Zé Silva, 43 anos, matuto, porteiro de um prédio chique na Zona Sul do Rio de Janeiro. Conhecido como cachaceiro, porém um profissional exemplar. Ganhou um convite de um morador do prédio para um festival de vinho na cidade. Zé não ia perder a oportunidade de beber de graça e foi.
Chegando lá, viu um standing e logo entrou nele. Sentou numa cadeira de frente a um balcão e logo foi servido com uma taça de vinho. Ao seu lado, um desses caras provadores de vinhos.
- Hum...
- Hummm...
- Humrumm...
- Eca.
- Eca? Quem falou Eca?
- Fui eu, ô meu. Cê num acha que esse vinho tá com um gostão estranho?
- Que é isso! Ele lembra frutas secas adamascadas, com leve toque de trufas brancas, revelando um retrogosto persistente, mas sutil, que enevoa as papilas de lembranças tropicais atávicas.
- Eita! Você cheirou isso tudo aí no copo, meu?
- Claro. Sou enólogo laureado. E o senhor?
- Eu não, seu besta!
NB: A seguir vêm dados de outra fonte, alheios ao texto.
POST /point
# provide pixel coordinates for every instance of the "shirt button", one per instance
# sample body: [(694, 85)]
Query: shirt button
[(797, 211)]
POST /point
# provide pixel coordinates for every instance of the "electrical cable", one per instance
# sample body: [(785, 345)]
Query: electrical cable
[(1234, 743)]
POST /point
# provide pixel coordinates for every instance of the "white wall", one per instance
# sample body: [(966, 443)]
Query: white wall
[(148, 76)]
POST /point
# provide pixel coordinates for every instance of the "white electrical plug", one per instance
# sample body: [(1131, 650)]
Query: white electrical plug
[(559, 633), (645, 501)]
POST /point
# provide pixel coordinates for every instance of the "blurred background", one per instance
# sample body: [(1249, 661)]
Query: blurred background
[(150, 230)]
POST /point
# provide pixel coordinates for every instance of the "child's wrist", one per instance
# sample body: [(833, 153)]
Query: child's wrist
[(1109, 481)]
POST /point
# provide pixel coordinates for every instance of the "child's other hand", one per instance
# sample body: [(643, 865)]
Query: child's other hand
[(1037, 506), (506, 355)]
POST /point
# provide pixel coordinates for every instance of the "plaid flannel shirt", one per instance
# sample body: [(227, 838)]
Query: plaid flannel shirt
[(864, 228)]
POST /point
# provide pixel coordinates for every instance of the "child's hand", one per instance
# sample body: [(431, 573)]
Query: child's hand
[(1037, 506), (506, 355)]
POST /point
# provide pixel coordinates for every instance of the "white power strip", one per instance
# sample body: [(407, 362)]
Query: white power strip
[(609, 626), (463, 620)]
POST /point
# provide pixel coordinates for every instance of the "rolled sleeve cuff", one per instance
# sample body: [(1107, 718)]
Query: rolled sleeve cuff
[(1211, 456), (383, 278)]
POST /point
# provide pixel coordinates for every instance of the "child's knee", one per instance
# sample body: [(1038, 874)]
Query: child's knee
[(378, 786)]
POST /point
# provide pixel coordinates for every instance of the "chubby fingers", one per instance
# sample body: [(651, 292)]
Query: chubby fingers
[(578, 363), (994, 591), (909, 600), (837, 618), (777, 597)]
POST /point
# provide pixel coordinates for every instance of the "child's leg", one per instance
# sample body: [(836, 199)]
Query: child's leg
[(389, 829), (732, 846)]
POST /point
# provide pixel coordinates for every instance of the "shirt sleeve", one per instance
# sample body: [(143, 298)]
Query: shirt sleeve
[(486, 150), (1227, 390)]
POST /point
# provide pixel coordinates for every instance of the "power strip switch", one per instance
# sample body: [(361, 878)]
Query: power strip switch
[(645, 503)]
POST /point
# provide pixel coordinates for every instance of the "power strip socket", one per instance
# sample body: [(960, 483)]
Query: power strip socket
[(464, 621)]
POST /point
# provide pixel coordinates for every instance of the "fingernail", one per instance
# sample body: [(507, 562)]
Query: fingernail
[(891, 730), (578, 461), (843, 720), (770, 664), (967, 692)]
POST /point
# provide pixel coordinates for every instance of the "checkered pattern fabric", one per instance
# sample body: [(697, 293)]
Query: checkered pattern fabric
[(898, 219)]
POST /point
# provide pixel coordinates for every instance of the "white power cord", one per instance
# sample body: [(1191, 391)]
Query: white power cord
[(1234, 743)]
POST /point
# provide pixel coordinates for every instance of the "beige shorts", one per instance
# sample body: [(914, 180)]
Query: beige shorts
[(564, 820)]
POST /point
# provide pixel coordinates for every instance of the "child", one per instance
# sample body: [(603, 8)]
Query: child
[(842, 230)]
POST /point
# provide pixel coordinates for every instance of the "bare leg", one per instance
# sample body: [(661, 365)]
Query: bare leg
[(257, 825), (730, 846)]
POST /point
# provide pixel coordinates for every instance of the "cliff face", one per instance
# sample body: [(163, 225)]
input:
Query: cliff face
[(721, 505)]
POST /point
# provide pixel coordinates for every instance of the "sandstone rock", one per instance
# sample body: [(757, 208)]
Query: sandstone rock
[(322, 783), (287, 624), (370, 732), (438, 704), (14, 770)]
Sou isso não senhor... Mas que isso aqui tá me cheirando a minha cadelinha Gertrudes depois da chuva, tá.
- Ai, que heresia! Valei-me São Mouton Rothschild!
- O senhor me desculpe, mas eu vi o senhor sacudindo o copo e enfiando o narigão lá dentro. O senhor está gripado?
- Isso são técnicas internacionais de degustação, entende?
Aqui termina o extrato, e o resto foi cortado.